Император Павел потребовал полного удовлетворения и, до получения его, отказал австрийскому послу в приезде ко двору. Вызвали Фрелиха в Вену, нарядили военно-судную комиссию; депутатом с русской стороны командировали Милорадовича; Фрелих был приговорен к исключению из службы. Это решение нисколько не удовлетворило Русского Государя, да и последовало оно уже в феврале 1800 года; первое же донесение о дерзком поступке Фрелиха получено было в Петербурге в декабре 1799 года, как бы в подкрепление принятого тогда Государем решения о разрыве с Австрией. Переговоры еще продолжались, но разрыв уже состоялся.
Изменились совершенно и отношения Петербургского двора к Лондонскому. Во время Голландской экспедиции Англичане погрешили недостаточною заботливостью о русских войсках, которые чрез это терпели много лишений; произошли недоразумения в расчете английских субсидий, по поводу чего Император Павел отозвался, что он "подает помощь своим союзникам, а не торгует наемными войсками и не продает своих услуг"; возникли некоторые неудовольствия при переговорах о плане будущей кампании и по другим случаям. Все это, вместе взятое, не составляло еще достаточной причины для разрыва, тем более, что Лондонский кабинет искренно желал поддержания коалиции, но во взглядах Императора Павла произошел уже поворот, и темперамент неудержимо увлекал его по направлению, противоположному прежнему. Задумав в начале нечто в роде крестового похода против Франции, он под конец убедился, что в основную мысль коалиции только сам и верил, а другие, делая вид будто верят, эксплуатировали ее каждый в своем интересе. Придя к такому заключению, он уже не мог оставаться в коалиции; нужно было только приискать логическое объяснение своего поступка для спасения приличий и для собственного утешения. Это было делом не трудным, и в последних числах декабря Ростопчин получил повеление: "если будет речь о выходе Императора из коалиции, то объяснять, что при всеобщем желании мира, разрушение коалиции этому помогает" 12.

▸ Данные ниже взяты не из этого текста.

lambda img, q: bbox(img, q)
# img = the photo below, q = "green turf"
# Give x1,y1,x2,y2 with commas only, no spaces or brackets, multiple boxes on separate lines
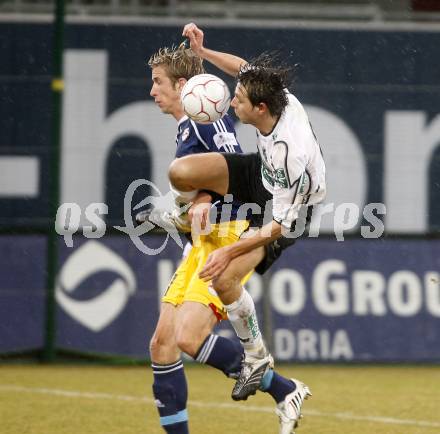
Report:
0,364,439,434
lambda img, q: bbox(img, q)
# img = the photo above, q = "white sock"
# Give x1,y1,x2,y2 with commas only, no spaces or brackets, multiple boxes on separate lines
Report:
169,184,198,205
225,288,267,358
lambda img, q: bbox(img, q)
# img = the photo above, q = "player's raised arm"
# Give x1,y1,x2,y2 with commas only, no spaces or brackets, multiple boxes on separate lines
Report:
183,22,247,77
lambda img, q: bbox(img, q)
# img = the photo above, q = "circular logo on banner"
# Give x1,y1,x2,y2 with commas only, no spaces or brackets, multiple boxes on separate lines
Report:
56,240,136,332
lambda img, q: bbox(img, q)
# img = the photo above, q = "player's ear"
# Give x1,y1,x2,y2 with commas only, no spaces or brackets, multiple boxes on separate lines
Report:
176,78,187,92
257,102,269,115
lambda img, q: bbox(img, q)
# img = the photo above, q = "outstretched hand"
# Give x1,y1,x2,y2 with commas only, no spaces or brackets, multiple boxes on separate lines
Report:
199,246,233,282
182,22,205,56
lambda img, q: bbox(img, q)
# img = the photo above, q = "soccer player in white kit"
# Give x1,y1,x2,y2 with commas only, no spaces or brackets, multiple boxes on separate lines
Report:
167,23,326,433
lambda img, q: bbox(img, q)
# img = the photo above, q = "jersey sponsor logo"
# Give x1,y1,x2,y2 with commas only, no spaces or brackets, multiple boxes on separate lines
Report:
261,162,289,189
274,168,289,188
213,131,238,152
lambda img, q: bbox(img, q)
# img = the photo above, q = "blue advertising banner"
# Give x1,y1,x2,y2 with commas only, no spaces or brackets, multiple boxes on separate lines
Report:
1,235,439,361
0,236,47,353
54,235,182,357
271,239,440,362
51,236,440,362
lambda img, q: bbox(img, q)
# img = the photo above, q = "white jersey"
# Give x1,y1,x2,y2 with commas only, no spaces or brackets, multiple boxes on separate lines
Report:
256,91,326,229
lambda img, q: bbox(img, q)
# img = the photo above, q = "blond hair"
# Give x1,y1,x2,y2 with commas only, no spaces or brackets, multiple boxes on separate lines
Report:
148,45,204,84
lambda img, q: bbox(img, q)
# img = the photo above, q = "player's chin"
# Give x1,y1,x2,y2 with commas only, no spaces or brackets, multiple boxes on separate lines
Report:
159,106,171,114
155,102,168,113
233,110,244,121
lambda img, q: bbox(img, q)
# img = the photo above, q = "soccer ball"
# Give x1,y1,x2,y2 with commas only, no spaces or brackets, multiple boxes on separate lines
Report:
181,74,231,124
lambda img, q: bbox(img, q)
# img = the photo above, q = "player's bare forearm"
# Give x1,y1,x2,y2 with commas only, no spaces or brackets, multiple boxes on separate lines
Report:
182,22,246,77
198,220,282,281
200,48,247,77
226,220,282,260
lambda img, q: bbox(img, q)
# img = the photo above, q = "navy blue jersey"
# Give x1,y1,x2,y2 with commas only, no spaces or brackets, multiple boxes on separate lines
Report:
175,115,246,222
175,114,242,157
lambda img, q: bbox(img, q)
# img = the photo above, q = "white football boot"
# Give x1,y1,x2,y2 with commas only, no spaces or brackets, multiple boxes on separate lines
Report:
276,378,312,434
135,207,191,233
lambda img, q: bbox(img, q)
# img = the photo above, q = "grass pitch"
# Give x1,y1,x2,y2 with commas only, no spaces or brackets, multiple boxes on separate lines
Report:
1,364,439,434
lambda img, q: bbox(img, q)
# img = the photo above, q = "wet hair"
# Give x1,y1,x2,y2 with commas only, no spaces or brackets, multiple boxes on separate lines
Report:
237,52,292,117
148,44,205,84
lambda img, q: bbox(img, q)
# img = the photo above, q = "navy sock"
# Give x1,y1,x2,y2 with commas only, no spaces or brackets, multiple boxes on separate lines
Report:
151,359,189,434
195,334,244,378
260,370,296,403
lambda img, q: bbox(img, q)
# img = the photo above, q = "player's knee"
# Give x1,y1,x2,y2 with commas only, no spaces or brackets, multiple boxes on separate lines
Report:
169,158,193,190
149,331,173,360
212,272,241,296
148,334,162,359
175,330,199,357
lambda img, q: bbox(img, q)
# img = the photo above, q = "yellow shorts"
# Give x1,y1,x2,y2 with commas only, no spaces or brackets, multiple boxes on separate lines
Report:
162,220,252,321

Итак коалиция распалась, и русской армии ничего больше не оставалось, как возвратиться восвояси, не ожидая весны. Суворов так и сделал, опять не дождавшись высочайшего повеления, которое в этом смысле хотя уже последовало, но не было еще ему известно. Русские войска стояли больше месяца на просторных квартирах, отдохнули, оправились, оделись и готовы были хоть сейчас в поход. В виду настойчивых требований Венского кабинета, Суворов нашел возможным не откладывать дальнейший поход, тем паче, что имел на это от Императора Павла полномочие, и января 14 армия выступила двумя колоннами, кроме корпуса Конде, который перешел на содержание Англии. В русские пределы войска вступили разновременно, большею частью в марте; сам Суворов, захворав вскоре по выезде из Праги, остановился в Кракове, сдал начальство Розенбергу и отдал по войскам прощальный приказ.